Debating alongside Andrew Meehan and Ayesha Vardag will be Anastasia de Waal, Chair of Parentline Plus, and Dr Samantha Callan, a research and policy expert on family relationships.

“Family law is in the headlines a great deal at the moment thanks to some very high profile and acrimonious divorce cases,” Andrew explained.

“However, contrary to many people’s thoughts, a “Rottweiler” for a family lawyer is the very last thing you need.
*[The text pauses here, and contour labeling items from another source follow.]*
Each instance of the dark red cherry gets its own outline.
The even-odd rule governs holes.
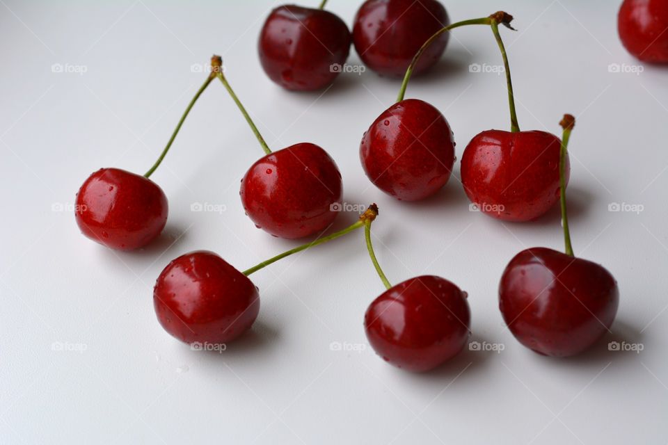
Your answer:
[[[362,138],[360,159],[376,187],[415,201],[440,190],[452,171],[452,131],[438,110],[408,99],[385,110]]]
[[[264,22],[257,45],[264,72],[287,90],[319,90],[336,78],[352,38],[338,16],[321,9],[286,5]]]
[[[506,267],[499,308],[513,335],[544,355],[580,353],[610,329],[619,293],[610,273],[545,248],[523,250]]]
[[[619,38],[641,60],[668,63],[668,1],[625,0],[617,16]]]
[[[376,353],[399,368],[432,369],[456,355],[468,339],[466,293],[443,278],[423,275],[376,298],[364,317]]]
[[[403,76],[422,44],[450,23],[436,0],[367,0],[355,17],[353,42],[367,67],[380,74]],[[438,61],[448,37],[444,33],[429,46],[413,74]]]
[[[112,249],[132,250],[150,243],[167,222],[167,197],[154,182],[118,168],[101,168],[77,194],[81,233]]]
[[[464,191],[490,216],[534,220],[559,201],[560,148],[559,139],[545,131],[483,131],[461,158]],[[570,172],[566,155],[566,183]]]
[[[260,311],[253,282],[224,259],[200,250],[179,257],[155,282],[158,321],[187,343],[231,341],[250,327]]]
[[[336,218],[343,185],[327,152],[308,143],[261,158],[241,180],[244,209],[258,227],[280,238],[308,236]]]

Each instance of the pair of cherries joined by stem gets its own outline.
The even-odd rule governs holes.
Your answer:
[[[360,157],[377,187],[402,200],[418,200],[438,192],[454,163],[454,143],[447,121],[433,106],[404,99],[406,86],[421,56],[445,33],[466,25],[488,25],[503,58],[511,114],[511,131],[483,131],[469,143],[461,160],[461,182],[481,211],[510,221],[527,221],[559,200],[559,140],[545,131],[520,131],[510,68],[498,25],[510,28],[512,16],[459,22],[434,33],[418,50],[406,72],[397,102],[365,134]],[[566,181],[570,166],[566,159]]]
[[[523,345],[543,355],[568,357],[591,346],[614,320],[619,292],[603,266],[575,258],[566,205],[566,153],[575,119],[561,124],[560,201],[566,253],[526,249],[508,264],[499,285],[499,309]]]
[[[153,292],[158,321],[186,343],[232,341],[250,327],[260,310],[257,288],[248,277],[294,253],[365,228],[367,248],[387,291],[369,306],[364,326],[369,343],[385,360],[400,368],[431,369],[459,353],[469,335],[466,294],[450,282],[420,276],[390,284],[371,241],[375,204],[346,229],[276,255],[244,272],[211,252],[193,252],[171,261]]]
[[[668,2],[624,0],[617,15],[617,31],[633,56],[651,63],[668,63]]]
[[[214,56],[212,72],[191,101],[158,160],[143,177],[103,168],[81,186],[75,218],[84,235],[109,248],[132,250],[160,234],[167,221],[167,198],[149,177],[162,162],[198,98],[216,78],[266,153],[241,180],[240,194],[246,214],[257,227],[287,238],[307,236],[331,224],[342,193],[341,174],[334,161],[320,147],[306,143],[272,152],[223,75],[221,58]]]
[[[330,85],[348,59],[351,43],[365,65],[386,76],[403,76],[413,56],[450,19],[437,0],[367,0],[351,34],[338,16],[318,8],[283,5],[264,22],[257,44],[264,72],[287,90],[311,91]],[[447,44],[440,35],[425,52],[415,74],[438,62]]]

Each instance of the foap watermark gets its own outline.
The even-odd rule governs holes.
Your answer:
[[[610,341],[607,343],[607,350],[631,352],[639,354],[640,351],[645,348],[645,345],[642,343],[627,343],[626,341]]]
[[[468,350],[474,351],[490,352],[500,354],[506,348],[502,343],[489,343],[488,341],[471,341],[468,343]]]
[[[357,353],[361,354],[362,351],[367,350],[365,343],[349,343],[347,341],[332,341],[329,343],[329,350],[335,352],[343,351],[345,353]]]
[[[607,65],[607,72],[635,74],[639,76],[645,70],[642,65],[629,65],[628,63],[610,63]]]
[[[644,211],[645,206],[642,204],[630,204],[628,202],[610,202],[607,204],[607,211],[624,212],[639,215]]]
[[[334,202],[329,206],[331,211],[353,211],[361,215],[366,211],[365,204],[351,204],[350,202]]]
[[[85,204],[72,204],[72,202],[54,202],[51,204],[51,211],[82,213],[88,209]]]
[[[205,341],[195,341],[190,344],[191,350],[207,350],[222,354],[228,348],[228,345],[224,343],[209,343]]]
[[[228,209],[224,204],[212,202],[193,202],[190,204],[190,211],[222,213]]]
[[[363,65],[349,65],[348,63],[332,63],[329,65],[330,72],[351,72],[358,76],[367,70],[367,67]]]
[[[502,65],[489,65],[488,63],[471,63],[468,65],[468,72],[493,74],[500,76],[506,72],[506,68]]]
[[[56,74],[79,74],[83,76],[88,72],[88,67],[85,65],[74,65],[73,63],[54,63],[51,65],[51,72]]]
[[[58,352],[79,353],[83,354],[88,348],[85,343],[70,343],[69,341],[54,341],[51,343],[51,350]]]
[[[472,202],[468,204],[468,211],[484,211],[486,213],[500,213],[505,211],[502,204],[488,204],[486,202]]]

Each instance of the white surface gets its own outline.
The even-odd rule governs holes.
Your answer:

The more cornered your spouse or former partner feels, the more costly it is likely to be, both financially and emotionally.”

Mr Meehan launched Harrogate Family Law last year and frequently delivers training and comment to other solicitors and barristers in the fast-moving field of pre- and post-nuptial agreements.

He is the regional chairman of Resolution, the country’s leading association of specialist family lawyers, and one of a growing number of lawyers specially trained in collaborative family law, a progressive way of resolving issues such as divorce and separation.

The Law Society debate, “Is this the end of marriage as we know it?” will be attended by members of the public, legal professionals, academics and journalists.

Law Society Chief Executive Desmond Hudson said the panellists hoped the event would encourage education, training and thought leadership.

“They will consider whether these reforms are a sign of progress, or if the bell is tolling on the end of the institution of marriage,” he said.

The debate will be held at The Law Society, Chancery Lane, London, on July 7.